Чудовище Франкенштейна | страница 24



Мирабелла стояла в дверном проеме.

— Где ты была? — спросил я, в ладонях пульсировала кровь.

Она показала на деревянный стол у себя за спиной — старый, но с красивой фанерной столешницей. Хотя у него нет одной ножки, если поставить в угол, он будет казаться устойчивым. Мирабелле пришлось встать спозаранку, чтобы завладеть этой уличной добычей раньше других.

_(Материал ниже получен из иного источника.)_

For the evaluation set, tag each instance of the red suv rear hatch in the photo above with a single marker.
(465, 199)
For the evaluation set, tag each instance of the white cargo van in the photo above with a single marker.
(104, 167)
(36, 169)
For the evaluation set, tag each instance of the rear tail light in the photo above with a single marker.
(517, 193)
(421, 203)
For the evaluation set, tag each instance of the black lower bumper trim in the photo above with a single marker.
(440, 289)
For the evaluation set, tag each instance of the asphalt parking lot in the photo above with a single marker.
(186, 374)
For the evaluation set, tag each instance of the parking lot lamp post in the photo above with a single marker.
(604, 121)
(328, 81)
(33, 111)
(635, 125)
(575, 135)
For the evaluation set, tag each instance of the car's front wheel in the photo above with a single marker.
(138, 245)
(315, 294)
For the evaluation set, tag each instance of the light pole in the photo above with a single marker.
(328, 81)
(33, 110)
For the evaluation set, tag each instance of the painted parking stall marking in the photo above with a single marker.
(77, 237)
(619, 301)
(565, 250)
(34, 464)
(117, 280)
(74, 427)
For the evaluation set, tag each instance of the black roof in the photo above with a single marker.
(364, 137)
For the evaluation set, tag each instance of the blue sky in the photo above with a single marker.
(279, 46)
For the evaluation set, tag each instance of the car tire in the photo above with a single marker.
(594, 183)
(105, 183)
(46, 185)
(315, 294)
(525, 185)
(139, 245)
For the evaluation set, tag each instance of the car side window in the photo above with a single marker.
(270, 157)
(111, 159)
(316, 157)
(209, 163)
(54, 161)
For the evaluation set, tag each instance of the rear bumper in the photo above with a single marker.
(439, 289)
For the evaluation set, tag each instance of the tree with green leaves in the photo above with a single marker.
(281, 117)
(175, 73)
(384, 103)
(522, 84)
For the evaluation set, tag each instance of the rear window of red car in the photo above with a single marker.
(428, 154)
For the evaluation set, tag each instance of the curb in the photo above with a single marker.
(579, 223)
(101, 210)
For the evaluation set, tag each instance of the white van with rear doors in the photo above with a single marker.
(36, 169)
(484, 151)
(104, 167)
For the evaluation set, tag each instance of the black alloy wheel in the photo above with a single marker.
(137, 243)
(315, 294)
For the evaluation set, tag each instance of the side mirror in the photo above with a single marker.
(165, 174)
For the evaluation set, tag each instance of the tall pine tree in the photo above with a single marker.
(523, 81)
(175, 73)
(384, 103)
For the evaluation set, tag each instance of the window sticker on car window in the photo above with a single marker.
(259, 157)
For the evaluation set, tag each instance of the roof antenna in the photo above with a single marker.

Ее бесстрастный взгляд довершил то, чему не помог даже полный разгром нашего временного жилища: погасил страсть, затуманившую мой рассудок. В изнеможении я опустился на пол и закрыл руками лицо.

— Я думал, ты ушла.

Ощупывая шрам на шее, она, похоже, сравнивала свое прежнее положение с нынешним — обычное насилие с возможностью безудержного насилия. Не в силах читать эти мысли на ее лице, я потупил взор. Вскоре послышались быстрые шаги. Сперва я решил, что она собирает то, что еще можно взять с собой, но потом понял, что она лишь пытается навести порядок. Прошло много времени, прежде чем ее шаги стихли, и я поднял глаза. По ее бледным щекам текли слезы, и в обеих руках она стискивала тряпки, которые я раскидал. Она ткнула в меня этими сжатыми кулаками: мол, нет смысла убирать и нет смысла оставаться, но нет смысла и уходить.


14 мая


Утром еда и питье снова кончились, пришлось выйти и просить подаяния.

Перед уходом я сказал Мирабелле: я хочу, чтобы она осталась со мной, но если она решит уйти, я не стану удерживать ее силой. В отличие от первого раза, я не шпионил, чтобы узнать о ее решении.

Я не мог вернуться во двор Палаццо или на Пьяццетту. Хотя между мной и чудовищем в доме Лучио не было прямой связи, было бы тяжело услышать из уст друга собственное описание, ведь его, наверное, уже пересказывает пол-Венеции. Вместо этого я бесцельно бродил по разным улицам и попрошайничал, пока не нашел подходящее место. Оно располагалось под осыпающимся фасадом с горгульями — гротескной деталью венецианского пейзажа, с которой сравнила меня жена Лучио.

Я сидел молча, поставив у ног кружку. Я не разговаривал и не поднимал голову, скрытую капюшоном, даже когда на меня пялились дольше обычного. Наверное, моя безмолвная фигура вызывала жалость, и вскоре мне набросали достаточно монет. Я купил хлеба и поспешил обратно в звонницу.

Мирабелла осталась.


Позже


Ближе к ночи Мирабелла вынула шпильки из волос и распустила их. Возможно, она поступала так каждый вечер, с тех пор как я спас ее, но сегодня я увидел это впервые. Поняв, что она собирается сделать, я усадил ее у неяркого костра — точно так же сидела жена Лучио.